In Rexdale Singh Sabha Religious Centre v. Chattha (decided in 2006), the Ontario Court of Appeal addressed the situation in which no proper procedure had ever been taken to admit members of a not-for-profit corporation after incorporation, holding that, in such a case, the members consist of the original applicants for incorporation.
Rexdale Singh Sabha Religious Centre, Akal Funeral Home and Sikh Spiritual Centre Toronto were three corporations without share capital incorporated under the Ontario Corporations Act.
Justice Van Melle made an order fixing the memberships of each charitable corporation and ordering that a meeting of members be convened for the purpose of electing new directors.
As the Court of Appeal noted, the OCA provides that, upon incorporation, each applicant becomes a director and member of the corporation. The default rule under the Corporations Act is that persons may be thereafter admitted to membership by the board of directors.

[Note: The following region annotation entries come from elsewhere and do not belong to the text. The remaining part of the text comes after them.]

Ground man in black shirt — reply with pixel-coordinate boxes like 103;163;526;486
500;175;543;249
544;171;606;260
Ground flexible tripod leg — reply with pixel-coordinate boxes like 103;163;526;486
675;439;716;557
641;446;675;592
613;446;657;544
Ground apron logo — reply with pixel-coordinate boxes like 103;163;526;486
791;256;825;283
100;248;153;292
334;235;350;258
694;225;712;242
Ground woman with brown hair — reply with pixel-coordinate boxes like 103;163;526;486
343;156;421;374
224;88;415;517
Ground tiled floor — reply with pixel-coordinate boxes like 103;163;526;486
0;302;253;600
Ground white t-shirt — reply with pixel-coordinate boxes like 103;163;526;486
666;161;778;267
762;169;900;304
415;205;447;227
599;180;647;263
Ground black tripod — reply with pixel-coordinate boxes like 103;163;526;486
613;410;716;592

Here, however, the Court of Appeal found that no proper procedure had ever been taken to change the members of these corporations in accordance with the Act. There was a total failure to comply with the Act. The Court of Appeal did not agree with the application judge's construction of the list of members.
Accordingly, the proper directors and members of each corporation remained the applicants for incorporation of each corporation. The meeting to elect new directors was ordered to proceed on that basis.
3. Key Observations
It is difficult to quarrel with the proposition that, if no members are properly admitted to membership of a corporation after its incorporation, the original applicants for incorporation remain in place as the sole directors and members of the corporation.
However, the clarity of this result becomes obscured with the passage of time and occurrence of events. Consider, for example, a corporation that carries on for many years in the belief that its members have been validly admitted in accordance with the by-laws. Laches may enter the picture to prevent a dissenting member from successfully challenging the admission of members if the challenge is not brought on a timely basis.
It may be possible for a court to require the parties to go back to square one in the early life of a corporation. However, this solution becomes progressively less attractive with the passage of time and occurrence of events, such as past meeting of members that were held without challenge or challenge on a timely basis. Also, if many years have passed since incorporation, the original incorporators may no longer be alive, have legal capacity or be interested enough to take part in passing the torch of governance to new leadership.
While there is no sign of these countervailing factors in Rexdale v. Chattha, they may stand out in other cases and qualify the requirement that the corporation go back to square one in all cases where members have not been property admitted.